I rationed it – only some close friends and a few family members were brought into the elite group and were rewarded with a jar.
So this year, I find out my sister still has 12 jars left (how this is possible I have no idea), so I thought I would make the same double batch of salsa by myself. You see my thinking was 70+ jars for myself and this would allow me to give a few more as gifts.
Did I mention that a double batch of salsa requires 80 pounds of roma tomatoes?
Let me tell you, this was EPIC salsa weekend.
80 lbs of tomatoes
20 lbs of onions
16 green peppers
16 red peppers
And a lot of jalapenos
I started at the farmers market – and discovered better pricing for different items at different markets – so 2 farmers markets later- all done Thursday and Friday during my lunch hours.
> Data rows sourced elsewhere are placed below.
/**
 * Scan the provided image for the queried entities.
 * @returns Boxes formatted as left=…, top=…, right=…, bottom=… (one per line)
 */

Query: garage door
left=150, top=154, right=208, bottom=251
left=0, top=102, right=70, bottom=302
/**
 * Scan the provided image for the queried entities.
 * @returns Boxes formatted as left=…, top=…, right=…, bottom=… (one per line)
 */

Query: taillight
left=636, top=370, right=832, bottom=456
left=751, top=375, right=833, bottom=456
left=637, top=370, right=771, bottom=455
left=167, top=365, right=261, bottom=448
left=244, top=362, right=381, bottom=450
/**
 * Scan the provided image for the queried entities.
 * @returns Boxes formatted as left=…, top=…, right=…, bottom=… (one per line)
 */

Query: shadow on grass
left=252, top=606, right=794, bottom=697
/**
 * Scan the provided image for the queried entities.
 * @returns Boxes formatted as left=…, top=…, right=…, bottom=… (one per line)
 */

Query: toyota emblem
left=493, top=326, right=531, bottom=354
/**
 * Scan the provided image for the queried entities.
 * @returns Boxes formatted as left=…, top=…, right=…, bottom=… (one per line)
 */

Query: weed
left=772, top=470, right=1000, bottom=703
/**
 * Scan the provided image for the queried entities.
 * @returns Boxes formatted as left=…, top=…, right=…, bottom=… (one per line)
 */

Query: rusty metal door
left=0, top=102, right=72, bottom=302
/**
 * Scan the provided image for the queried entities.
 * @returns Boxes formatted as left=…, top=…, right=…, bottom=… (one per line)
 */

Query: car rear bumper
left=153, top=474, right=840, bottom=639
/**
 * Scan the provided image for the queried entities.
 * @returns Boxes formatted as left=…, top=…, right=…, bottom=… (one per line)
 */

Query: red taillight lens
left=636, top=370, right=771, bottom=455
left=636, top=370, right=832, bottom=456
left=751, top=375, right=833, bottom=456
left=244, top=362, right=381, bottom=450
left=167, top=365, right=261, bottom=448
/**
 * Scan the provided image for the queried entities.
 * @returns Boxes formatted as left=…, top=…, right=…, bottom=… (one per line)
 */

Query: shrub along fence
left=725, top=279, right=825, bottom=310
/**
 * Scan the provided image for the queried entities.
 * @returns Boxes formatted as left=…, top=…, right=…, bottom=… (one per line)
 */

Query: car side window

Friday after work / evening – start chopping the peppers and onions (I know most normal people use a food processor, but I have never had one until this year, and did not think about it until I was almost done).
Saturday – chopping all morning – head out with the family in the afternoon – Saturday evening – peel and chop 40 pounds of tomatoes.
Sunday – cook the first batch and peel and chop the other 40 pounds of tomatoes.
Process all the jars.
Not only did I end up being extremely exhausted, have very sore feet, but I got 76 – 500 ml jars of salsa!
If you are really nice to me – I just might share a jar with you!
40 pounds Roma tomatoes
10 pounds onions
8 red peppers
8 green peppers
4 bulbs of garlic
10 fresh red or green chillies
2 cups brown sugar
2 cups vinegar
1/2 cup pickling salt
1/4 cup dried chilli flakes
4 cans (156 ml each) tomato paste
Chop the onions, red & green peppers, set aside.
Mince the garlic.
Seed the jalapenos and fresh chillies, process in food processor.
Peel and chop the tomatoes.
Divide everything between 2 extremely large pots; add in brown sugar, vinegar, salt, dried chillies and tomato paste. Stir to combine, and place over medium-high heat.
Bring to a boil, reduce heat to medium and continue to stir often. Watch your heat, but you want to keep the salsa boiling.
Cook until it looks done – 45minute to an hour.
Ladle into sterilized jars and process in a water bath for 10 minutes.